Further north, along the Row River, mining became a significant economic activity after gold was discovered in the Cascade Range in the mid-nineteenth century. By 1902, 2,000 mining claims existed in the Cascades near Cottage Grove. The Row River Valley provided the easiest access to the Bohemia mining area and eventually became the site for the area's first railroad, built in 1899. The railroad ended Cottage Grove's isolation and incorporated the city into western Oregon's transportation corridor. It also launched a logging boom that would not subside until the 1980s.
As was common in Oregon pioneer days, post offices for locations would move with each new postmaster, and it wasn't until the later 1860s that the Cottage Grove post office arrived at its final location, in the extreme south west of present-day Cottage Grove. When the Southern Pacific Railroad built their line through the area, they built their station more than half a mile to the northeast of the post office, starting a bitter neighborhood disagreement. Since the inhabitants near the post office would not allow it to be moved next to the railroad station, a post office was established near the station, called Lemati, after the Chinook word lemiti for mountain. In 1887 Cottage Grove was incorporated as a city, but the eastern community still used the placename Lemati intermittently until both communities were merged in 1898.

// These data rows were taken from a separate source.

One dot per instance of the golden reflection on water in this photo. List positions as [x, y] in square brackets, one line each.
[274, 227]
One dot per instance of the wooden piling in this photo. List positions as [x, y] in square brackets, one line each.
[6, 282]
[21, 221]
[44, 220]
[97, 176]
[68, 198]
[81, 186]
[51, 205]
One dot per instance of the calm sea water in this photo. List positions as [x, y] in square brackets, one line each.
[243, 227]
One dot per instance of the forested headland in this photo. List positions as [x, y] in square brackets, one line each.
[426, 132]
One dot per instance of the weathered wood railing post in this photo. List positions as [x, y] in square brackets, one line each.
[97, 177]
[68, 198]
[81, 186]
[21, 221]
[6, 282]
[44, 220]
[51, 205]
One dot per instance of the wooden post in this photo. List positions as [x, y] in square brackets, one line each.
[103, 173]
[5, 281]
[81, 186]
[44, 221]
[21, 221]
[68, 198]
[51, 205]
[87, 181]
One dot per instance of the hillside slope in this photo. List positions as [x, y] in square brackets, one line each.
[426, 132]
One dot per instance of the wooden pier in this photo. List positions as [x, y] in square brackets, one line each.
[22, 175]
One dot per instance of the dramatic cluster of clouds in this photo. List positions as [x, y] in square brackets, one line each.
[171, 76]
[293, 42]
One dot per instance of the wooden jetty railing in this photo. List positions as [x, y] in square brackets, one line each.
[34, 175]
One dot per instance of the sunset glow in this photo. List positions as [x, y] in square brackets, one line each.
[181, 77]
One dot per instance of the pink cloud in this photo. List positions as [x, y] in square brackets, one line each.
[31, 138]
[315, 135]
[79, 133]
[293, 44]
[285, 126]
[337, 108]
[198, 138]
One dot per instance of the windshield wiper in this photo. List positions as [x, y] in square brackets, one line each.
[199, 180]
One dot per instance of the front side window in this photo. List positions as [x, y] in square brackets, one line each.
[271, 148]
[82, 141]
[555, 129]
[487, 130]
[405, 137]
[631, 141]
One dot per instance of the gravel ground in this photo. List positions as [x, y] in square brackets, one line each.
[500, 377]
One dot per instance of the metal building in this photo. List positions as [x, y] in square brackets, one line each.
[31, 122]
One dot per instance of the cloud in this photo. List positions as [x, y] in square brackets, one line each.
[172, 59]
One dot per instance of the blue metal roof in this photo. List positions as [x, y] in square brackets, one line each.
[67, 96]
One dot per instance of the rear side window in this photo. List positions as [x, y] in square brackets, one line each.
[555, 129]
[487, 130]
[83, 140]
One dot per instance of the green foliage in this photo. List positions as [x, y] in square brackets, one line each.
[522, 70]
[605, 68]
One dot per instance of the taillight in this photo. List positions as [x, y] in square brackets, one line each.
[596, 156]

In 1926 the spectacular locomotive crash from Buster Keaton's The General was filmed in the countryside, and the wrecked train became a minor tourist attraction until it was dismantled for scrap during World War II. Parts of the movie National Lampoon's Animal HouseAnimal House were filmed in Cottage Grove, and the 25th anniversary of the movie's release was celebrated August 30, 2003 by the citizens with a toga party on Main Street. Main Street is where the climactic parade sequence from the movie was filmed. Portions of the movie Stand By Me were filmed along the railroad tracks east of Cottage Grove.